Hadoop and Pig Flashcards
What specific concept is HDFS designed to support?
HDFS is designed to support high streaming read performance and follows the concept of “write once and read many times.” It doesn’t encourage frequent updates on files.
How does HDFS ensure fault tolerance in its data storage?
by storing data in fixed blocks on distributed nodes called DataNodes, replicating them to handle potential failures.
How does Hadoop achieve its purpose?
It scales from one server to thousands, making it easy to process large datasets. It’s designed to stay available even if some computers fail, ensuring reliability on less-than-perfect systems.
What is the significance of heartbeats in HDFS, and how does the NameNode use them to manage DataNodes?
Heartbeats in HDFS are signals sent by DataNodes to the NameNode. The NameNode uses heartbeats to track individual DataNodes and manage the overall health of the system.
What happens if the NameNode doesn’t receive a response from a specific DataNode in HDFS?
it considers that DataNode as failed or faulty, and appropriate actions are taken to maintain system integrity and fault tolerance.
What is the role of the NameNode in the File System Namespace?
The NameNode manages and maintains the FileSystem Namespace, keeping track of all Namespace properties and information
What is the default size of data blocks in HDFS, and why is it designed to be much larger than the standard file block size?

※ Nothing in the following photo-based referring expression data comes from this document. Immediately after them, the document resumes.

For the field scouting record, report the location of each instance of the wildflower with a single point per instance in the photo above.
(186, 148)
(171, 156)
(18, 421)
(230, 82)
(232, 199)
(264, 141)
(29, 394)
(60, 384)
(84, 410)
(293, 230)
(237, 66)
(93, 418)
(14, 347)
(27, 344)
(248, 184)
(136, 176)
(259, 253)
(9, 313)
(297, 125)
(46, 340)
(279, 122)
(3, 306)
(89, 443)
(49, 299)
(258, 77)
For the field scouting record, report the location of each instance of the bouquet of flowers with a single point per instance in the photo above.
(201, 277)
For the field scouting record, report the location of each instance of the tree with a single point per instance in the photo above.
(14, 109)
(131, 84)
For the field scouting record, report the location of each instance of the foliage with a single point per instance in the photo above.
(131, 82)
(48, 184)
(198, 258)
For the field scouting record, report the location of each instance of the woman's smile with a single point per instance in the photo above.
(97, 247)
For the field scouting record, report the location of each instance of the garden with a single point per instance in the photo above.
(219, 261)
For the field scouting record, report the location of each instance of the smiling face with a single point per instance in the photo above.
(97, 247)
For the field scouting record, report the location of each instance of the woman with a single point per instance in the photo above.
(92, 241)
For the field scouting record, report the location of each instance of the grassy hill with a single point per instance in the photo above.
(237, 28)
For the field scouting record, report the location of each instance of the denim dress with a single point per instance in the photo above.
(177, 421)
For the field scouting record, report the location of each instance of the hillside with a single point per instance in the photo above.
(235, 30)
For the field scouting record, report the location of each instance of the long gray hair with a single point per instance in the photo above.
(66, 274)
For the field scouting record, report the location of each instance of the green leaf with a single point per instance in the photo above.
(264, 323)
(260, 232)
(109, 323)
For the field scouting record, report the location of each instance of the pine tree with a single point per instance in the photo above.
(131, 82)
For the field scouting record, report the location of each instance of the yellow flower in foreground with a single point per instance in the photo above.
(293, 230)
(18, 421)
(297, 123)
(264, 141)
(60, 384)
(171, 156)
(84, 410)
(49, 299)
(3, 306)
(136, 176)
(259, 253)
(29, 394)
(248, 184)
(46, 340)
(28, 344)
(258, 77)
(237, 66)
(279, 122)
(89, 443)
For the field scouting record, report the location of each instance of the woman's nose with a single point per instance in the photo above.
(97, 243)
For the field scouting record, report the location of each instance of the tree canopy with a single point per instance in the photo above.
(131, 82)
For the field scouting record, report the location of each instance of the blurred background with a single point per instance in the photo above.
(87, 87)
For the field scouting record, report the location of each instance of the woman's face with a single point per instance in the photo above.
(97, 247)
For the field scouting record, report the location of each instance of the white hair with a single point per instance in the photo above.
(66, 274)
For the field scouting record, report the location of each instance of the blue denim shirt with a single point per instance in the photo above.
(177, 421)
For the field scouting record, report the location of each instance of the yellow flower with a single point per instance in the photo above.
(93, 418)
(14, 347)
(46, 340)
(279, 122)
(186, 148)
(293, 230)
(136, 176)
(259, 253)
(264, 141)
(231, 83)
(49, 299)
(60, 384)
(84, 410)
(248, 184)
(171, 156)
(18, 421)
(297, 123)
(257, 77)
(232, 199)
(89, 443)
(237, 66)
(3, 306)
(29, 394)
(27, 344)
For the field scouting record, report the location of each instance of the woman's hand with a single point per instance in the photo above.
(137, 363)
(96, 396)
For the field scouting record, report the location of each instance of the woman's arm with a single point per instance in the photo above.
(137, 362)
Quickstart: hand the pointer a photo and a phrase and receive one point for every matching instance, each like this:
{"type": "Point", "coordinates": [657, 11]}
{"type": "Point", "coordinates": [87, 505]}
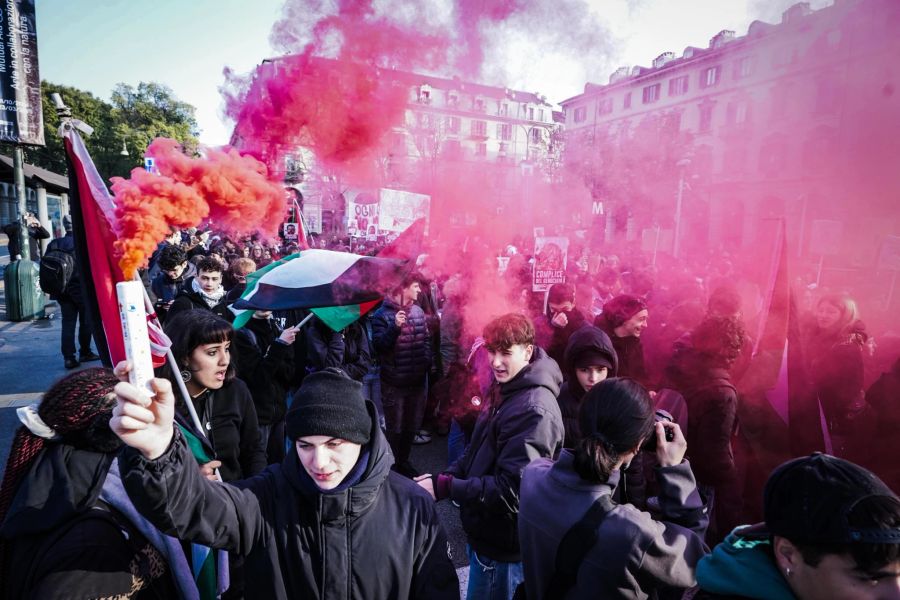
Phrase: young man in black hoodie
{"type": "Point", "coordinates": [331, 521]}
{"type": "Point", "coordinates": [519, 422]}
{"type": "Point", "coordinates": [561, 320]}
{"type": "Point", "coordinates": [589, 359]}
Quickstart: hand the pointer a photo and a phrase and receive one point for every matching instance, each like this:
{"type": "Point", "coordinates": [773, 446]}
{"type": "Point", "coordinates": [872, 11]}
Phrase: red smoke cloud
{"type": "Point", "coordinates": [223, 188]}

The default size of data blocks in HDFS is 128 MB, significantly larger than the standard file block size of 512 bytes. This larger size is chosen for fault tolerance and availability through replication.
What potential issue arises from using small blocks in HDFS, and what does this issue result in?

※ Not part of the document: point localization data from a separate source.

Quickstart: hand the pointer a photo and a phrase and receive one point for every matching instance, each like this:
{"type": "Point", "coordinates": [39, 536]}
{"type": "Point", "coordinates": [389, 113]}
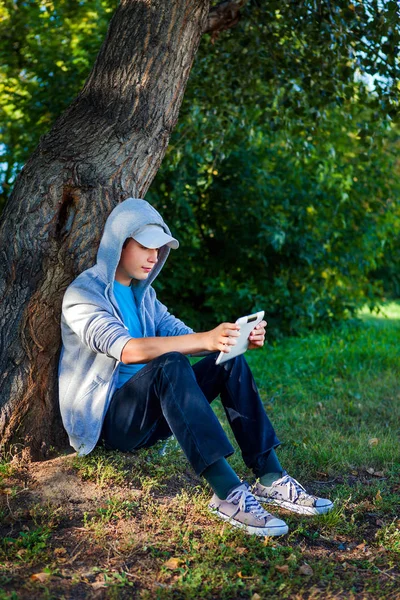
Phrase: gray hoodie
{"type": "Point", "coordinates": [92, 328]}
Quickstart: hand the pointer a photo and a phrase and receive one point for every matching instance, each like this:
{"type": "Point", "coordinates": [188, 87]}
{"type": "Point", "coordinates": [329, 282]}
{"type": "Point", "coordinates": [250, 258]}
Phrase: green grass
{"type": "Point", "coordinates": [334, 400]}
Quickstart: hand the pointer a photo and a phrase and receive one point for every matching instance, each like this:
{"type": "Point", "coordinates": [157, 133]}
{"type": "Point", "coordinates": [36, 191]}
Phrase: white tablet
{"type": "Point", "coordinates": [247, 325]}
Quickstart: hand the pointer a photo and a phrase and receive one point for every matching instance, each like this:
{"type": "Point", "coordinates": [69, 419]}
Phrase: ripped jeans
{"type": "Point", "coordinates": [169, 396]}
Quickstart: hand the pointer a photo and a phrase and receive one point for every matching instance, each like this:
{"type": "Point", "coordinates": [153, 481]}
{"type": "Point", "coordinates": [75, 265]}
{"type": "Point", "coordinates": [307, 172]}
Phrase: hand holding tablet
{"type": "Point", "coordinates": [247, 324]}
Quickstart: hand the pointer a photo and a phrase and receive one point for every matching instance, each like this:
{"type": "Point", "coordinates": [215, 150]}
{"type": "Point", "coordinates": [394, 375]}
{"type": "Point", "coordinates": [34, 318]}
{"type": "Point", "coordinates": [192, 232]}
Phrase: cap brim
{"type": "Point", "coordinates": [156, 238]}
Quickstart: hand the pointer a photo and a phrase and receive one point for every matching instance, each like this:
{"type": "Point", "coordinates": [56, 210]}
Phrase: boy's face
{"type": "Point", "coordinates": [136, 262]}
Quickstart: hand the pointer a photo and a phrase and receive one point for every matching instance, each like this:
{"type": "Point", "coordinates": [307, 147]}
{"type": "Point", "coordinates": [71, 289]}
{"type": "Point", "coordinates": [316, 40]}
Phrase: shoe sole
{"type": "Point", "coordinates": [262, 531]}
{"type": "Point", "coordinates": [302, 510]}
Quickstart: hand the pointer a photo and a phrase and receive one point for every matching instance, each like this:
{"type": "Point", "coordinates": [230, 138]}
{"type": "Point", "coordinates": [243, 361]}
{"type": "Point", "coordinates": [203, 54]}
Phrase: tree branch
{"type": "Point", "coordinates": [224, 15]}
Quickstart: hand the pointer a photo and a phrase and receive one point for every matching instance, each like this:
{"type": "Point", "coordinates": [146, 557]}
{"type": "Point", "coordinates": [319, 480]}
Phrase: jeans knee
{"type": "Point", "coordinates": [238, 361]}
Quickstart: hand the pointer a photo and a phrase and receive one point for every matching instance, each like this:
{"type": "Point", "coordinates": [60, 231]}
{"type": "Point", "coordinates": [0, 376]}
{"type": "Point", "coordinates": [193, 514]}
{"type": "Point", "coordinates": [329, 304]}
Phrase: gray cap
{"type": "Point", "coordinates": [154, 236]}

The use of small blocks in HDFS leads to a large number of files, causing considerable interaction between the NameNode and DataNodes. This interaction creates overhead for the entire process.
What are the two main components of an HDFS cluster, and what are their respective roles?

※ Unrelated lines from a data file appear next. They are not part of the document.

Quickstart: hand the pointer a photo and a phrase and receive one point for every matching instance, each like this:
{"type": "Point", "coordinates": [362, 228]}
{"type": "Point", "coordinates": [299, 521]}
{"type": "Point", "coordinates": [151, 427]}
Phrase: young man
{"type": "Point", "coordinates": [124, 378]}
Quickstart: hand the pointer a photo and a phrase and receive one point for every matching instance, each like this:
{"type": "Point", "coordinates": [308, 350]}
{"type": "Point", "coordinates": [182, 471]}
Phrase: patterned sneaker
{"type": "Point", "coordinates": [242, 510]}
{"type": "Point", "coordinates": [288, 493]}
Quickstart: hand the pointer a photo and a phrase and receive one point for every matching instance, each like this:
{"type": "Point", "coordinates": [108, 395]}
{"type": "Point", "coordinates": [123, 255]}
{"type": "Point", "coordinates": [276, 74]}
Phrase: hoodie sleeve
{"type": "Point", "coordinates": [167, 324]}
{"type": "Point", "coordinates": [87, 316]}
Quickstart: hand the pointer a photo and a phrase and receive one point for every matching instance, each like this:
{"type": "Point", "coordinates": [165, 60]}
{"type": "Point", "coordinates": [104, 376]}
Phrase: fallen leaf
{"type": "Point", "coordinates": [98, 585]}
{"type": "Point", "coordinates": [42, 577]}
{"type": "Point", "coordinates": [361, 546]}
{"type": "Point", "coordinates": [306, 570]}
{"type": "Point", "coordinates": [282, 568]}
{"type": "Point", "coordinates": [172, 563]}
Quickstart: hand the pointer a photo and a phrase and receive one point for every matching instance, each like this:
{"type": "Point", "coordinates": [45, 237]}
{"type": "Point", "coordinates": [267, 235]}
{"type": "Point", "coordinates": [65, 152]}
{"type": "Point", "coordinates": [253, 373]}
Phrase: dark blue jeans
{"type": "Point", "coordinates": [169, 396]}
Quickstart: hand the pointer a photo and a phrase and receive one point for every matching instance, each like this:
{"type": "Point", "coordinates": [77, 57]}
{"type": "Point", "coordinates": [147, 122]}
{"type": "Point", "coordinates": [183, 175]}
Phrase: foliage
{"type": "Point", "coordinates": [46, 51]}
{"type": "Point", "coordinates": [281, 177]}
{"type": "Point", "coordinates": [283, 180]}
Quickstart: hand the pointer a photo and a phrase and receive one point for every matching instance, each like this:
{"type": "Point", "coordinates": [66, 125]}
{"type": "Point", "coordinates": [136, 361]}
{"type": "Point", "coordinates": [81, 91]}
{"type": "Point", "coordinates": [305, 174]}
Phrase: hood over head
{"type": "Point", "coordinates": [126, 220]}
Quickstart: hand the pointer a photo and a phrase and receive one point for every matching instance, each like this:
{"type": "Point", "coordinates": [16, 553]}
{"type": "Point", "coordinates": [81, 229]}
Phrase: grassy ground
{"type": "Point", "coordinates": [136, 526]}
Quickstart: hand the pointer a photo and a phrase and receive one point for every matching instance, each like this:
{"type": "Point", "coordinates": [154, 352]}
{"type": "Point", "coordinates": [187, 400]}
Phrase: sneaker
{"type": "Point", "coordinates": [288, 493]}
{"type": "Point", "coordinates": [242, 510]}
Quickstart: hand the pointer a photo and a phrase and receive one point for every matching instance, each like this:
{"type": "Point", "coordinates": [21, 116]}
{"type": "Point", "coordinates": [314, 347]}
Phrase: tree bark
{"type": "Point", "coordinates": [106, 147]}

An HDFS cluster includes a single NameNode (managing metadata) and multiple DataNodes (managing storage)
How does a file get stored in an HDFS cluster, and what role does the NameNode play in this process?
Files in HDFS are split into blocks, stored in DataNodes; the NameNode maps blocks to DataNodes.
How does HDFS handle data block storage, and what triggers communication between DataNodes and the NameNode?
HDFS stores data blocks locally initially and communicates with the NameNode for the next DataNode when a block is full.
What is the role of the replication factor in HDFS, and when is it determined?
The replication factor, set during file creation, ensures fault tolerance by creating copies on different DataNodes. If not specified, the default is three.
How does Hadoop’s rack awareness enhance fault tolerance, and what’s a drawback associated with it?
by distributing replicas across racks. However, it increases I/O costs due to block transfer across racks.
What happens when a DataNode fails health checks in HDFS, and how does the system handle block replication?
the NameNode removes the block from the pipeline and re-replicates it to a different DataNode.